Detainees at risk of self-harm: better information-sharing needed on escort records
- 22 Oct
Police, courts, escorts and prisons need to work together to improve the quality and flow of information shared between them about detainees at risk of self-harm, said Nick Hardwick, Chief Inspector of Prisons.
The report, The use of the person escort record with detainees at risk of self-harm, was completed at the request of the Independent Advisory Panel of the Ministerial Board on Deaths in Custody. It describes the processes by which information about a person's risk of self-harm is transferred and used as they move between police custody, court and prison and on other external journeys.
The main vehicle for conveying this information is the person escort record (PER). It is, therefore, a crucial part of how the state fullfils its duty of care for vulnerable people in custody.

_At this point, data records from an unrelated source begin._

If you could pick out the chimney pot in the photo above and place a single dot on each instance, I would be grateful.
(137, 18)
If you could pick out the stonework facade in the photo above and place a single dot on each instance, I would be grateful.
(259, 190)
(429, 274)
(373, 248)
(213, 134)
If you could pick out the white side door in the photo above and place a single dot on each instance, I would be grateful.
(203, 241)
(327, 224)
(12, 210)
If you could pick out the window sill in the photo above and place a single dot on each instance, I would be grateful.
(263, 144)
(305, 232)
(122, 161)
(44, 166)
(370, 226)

Inspectors found that often PERs contained vague statements like 'may try to kill himself in prison'. For the prison to be able to manage the risk, its staff would need to know why the custody officer wrote that - for example, had the detainee tried to kill himself before, or had he told custody staff he would try to do that.
Inspectors recommended that:
- the training of staff involved in recording self-harm information needed to be improved, as many staff, despite their best intentions, had little knowledge of how it would be used at its destination and how important it could be in helping to safeguard vulnerable people;
- improved quality assurance by police forces could mean that more first-hand information is picked up and included on PERs to give a fuller and more helpful picture; and
- changes in the design of the PER and its accompanying documentation and improvements in how information is stored and disseminated in establishments could ensure better use of that information.

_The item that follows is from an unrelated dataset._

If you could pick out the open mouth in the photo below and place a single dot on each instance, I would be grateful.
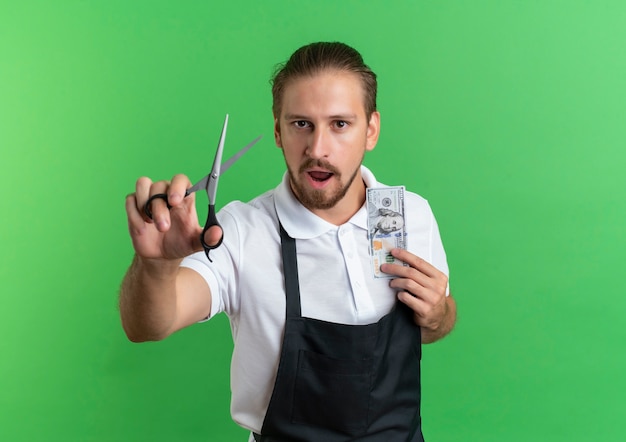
(319, 176)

Nick Hardwick, Chief Inspector of Prisons, said:
This report explores two key issues in detail - maintaining quality in large-scale processes where risks might be infrequent but serious for the individuals concerned, and ensuring communication between the operational staff involved is effective. It makes recommendations that we hope will be helpful in achieving improvement.
The research that underpins the report also inevitably touched on wider issues concerning the care of people at risk of self-harm in custody and suggests some further work that might help improve that care overall.